Setting a specific goal that’s time-bound gives employees a clear path to success. Rather than offering general guidelines or vague visions for how you want your fast-food restaurant to operate, give workers measurable standards to reach. For example, fast-food restaurants have to get people in and out the door quickly. A goal like "get people out the door quicker" doesn't tell employees what that means or their role in accomplishing it. Give the workforce a specific target, such as "lower the average time required to fill customer orders by six seconds over a 60-day period," and supplement that by providing employees with clear individual goals for their portion of the team effort. The worker on the grill, for example, might have a goal of increasing the number of hamburgers produced in an hour by 10 to ensure more are on the way whenever a cashier takes an order for one.

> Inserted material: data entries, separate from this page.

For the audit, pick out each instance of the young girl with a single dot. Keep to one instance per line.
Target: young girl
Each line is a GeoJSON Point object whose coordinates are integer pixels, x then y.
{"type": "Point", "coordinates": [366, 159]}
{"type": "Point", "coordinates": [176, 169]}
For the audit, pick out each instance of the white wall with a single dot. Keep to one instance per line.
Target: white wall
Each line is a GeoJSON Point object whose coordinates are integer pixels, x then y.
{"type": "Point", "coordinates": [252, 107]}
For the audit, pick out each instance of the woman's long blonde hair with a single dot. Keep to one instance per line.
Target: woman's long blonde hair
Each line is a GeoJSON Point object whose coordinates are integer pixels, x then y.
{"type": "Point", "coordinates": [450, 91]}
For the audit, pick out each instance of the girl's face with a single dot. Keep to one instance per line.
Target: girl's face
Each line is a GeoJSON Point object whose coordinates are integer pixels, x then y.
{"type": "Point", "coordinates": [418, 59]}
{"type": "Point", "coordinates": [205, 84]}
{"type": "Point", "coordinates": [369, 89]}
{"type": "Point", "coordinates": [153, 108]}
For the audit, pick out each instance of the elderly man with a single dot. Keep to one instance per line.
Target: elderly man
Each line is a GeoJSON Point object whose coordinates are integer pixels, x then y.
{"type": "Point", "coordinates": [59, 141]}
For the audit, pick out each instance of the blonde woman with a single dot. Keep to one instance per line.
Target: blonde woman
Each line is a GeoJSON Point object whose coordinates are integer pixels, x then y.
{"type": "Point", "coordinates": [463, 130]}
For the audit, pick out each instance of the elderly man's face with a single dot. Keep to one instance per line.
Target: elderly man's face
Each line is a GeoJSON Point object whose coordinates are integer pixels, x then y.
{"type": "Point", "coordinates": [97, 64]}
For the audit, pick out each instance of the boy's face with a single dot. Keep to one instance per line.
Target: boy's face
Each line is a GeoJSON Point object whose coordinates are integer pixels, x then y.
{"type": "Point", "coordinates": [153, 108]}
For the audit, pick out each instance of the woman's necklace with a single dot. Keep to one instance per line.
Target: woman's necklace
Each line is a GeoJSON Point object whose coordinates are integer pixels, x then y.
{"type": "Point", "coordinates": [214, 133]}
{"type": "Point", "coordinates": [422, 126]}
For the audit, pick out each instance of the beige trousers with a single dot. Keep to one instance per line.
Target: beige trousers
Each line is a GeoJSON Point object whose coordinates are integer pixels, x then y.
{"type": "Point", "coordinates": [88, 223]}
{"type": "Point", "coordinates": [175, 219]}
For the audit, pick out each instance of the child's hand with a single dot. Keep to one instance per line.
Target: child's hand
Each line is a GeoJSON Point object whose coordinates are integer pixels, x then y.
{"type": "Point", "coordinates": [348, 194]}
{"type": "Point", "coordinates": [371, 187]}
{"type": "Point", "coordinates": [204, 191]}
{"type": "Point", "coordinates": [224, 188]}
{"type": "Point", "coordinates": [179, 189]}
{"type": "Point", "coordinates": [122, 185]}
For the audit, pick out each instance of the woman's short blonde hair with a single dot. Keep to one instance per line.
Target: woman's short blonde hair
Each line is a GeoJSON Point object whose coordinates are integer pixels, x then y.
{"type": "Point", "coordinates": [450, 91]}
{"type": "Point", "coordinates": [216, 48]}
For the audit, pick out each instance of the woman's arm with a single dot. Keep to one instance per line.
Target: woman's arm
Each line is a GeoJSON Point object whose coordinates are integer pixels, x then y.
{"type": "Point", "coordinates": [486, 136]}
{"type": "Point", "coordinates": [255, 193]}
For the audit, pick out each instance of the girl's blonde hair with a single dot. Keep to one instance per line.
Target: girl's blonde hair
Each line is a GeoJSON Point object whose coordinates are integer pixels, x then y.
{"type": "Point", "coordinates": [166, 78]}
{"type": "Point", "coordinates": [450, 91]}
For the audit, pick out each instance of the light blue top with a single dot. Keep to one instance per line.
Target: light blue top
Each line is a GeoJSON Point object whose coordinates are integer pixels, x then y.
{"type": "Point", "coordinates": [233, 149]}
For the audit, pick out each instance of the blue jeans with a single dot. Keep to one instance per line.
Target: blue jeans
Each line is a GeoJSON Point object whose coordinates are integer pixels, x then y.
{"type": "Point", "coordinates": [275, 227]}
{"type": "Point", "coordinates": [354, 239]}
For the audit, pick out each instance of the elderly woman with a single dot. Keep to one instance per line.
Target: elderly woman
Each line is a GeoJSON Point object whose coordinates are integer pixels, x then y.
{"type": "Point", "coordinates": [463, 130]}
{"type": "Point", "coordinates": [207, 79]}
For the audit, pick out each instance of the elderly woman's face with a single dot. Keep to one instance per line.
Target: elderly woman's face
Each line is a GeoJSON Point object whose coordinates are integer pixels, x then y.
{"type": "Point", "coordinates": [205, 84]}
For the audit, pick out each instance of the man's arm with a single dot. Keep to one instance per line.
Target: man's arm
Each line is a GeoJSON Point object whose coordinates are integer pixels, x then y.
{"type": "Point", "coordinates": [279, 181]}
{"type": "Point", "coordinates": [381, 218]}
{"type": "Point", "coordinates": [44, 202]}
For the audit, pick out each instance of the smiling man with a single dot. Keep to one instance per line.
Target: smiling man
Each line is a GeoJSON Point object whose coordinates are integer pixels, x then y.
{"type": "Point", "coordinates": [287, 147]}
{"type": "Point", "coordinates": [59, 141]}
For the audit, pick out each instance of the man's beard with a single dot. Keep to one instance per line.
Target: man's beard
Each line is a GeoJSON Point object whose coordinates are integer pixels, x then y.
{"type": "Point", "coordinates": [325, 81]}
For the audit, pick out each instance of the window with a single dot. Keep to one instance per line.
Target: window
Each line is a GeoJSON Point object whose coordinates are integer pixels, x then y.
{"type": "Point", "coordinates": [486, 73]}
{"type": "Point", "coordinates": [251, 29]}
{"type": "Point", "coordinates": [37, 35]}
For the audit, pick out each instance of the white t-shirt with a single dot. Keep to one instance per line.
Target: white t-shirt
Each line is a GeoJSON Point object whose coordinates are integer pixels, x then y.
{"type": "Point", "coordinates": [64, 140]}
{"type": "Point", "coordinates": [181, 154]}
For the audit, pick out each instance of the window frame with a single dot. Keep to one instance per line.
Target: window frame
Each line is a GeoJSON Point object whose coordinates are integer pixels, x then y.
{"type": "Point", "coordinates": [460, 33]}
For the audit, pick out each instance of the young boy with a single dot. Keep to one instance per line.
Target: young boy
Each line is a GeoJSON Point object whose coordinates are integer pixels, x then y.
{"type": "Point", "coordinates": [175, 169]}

Goals should be difficult, but attainable. A goal that simply matches the established level of performance doesn’t increase capabilities and sends a signal that the metric is less important, while a pie-in-the-sky goal can be counterproductive if employees consider it out of reach and become demoralized. For example, if you know that the top major fast-food chains have an average service time of about 2:25 minutes per drive-thru customer, making the goal for your restaurant to serve drive-thru customers within two minutes will likely be considered too unrealistic for your employees to care about. If your current average time is 2:55, however, a goal to cut five seconds off of that number within a 90-day period might have more impact while still providing a challenging bar to reach.
For goals to work, both employers and employees must commit to them. Giving employees individual attention and encouraging them to commit to goals for their career development can increase engagement and motivate them to improve their performance. An employee who hopes to run her own fast-food franchise one day, for example, might set a goal to complete training required to be a shift manager, to improve her personal speed at fulfilling orders, or to increase the customer service ratings while serving as a cashier from 87 percent to 90 percent. Since those goals likely coincide with your overall business goals, getting that commitment to stretch targets benefits you both.
Feedback allows owners and managers to show employees their progress and indicate where changes need to be made. Data-driven feedback and explicit direction serves the greatest purpose. Clearly tell employees what they are doing well and what needs improvement. If your restaurant constantly scores low for customer service on consumer surveys, for example, give employees a path to improvement -- such as saying "please" and "thank you" to every customer, smiling and making eye contact. Track not only your overall customer service scores, but also how many customers reported that their cashiers performed those tasks. Report those numbers to your team on a regular basis to track progress.
Consider task complexity when setting goals and determining the best path to reach them. Make sure the goals don’t overwhelm employees. Instead, give them the proper direction to accomplish them. For example, if your restaurant expands its offerings to include espresso beverages like lattes and cappuccinos, that's a different skill than brewing a pot of drip coffee or grilling hamburgers. Make sure employees get the training they need to master the new skill and meet customer expectations before you make them responsible for making the beverages during the breakfast rush.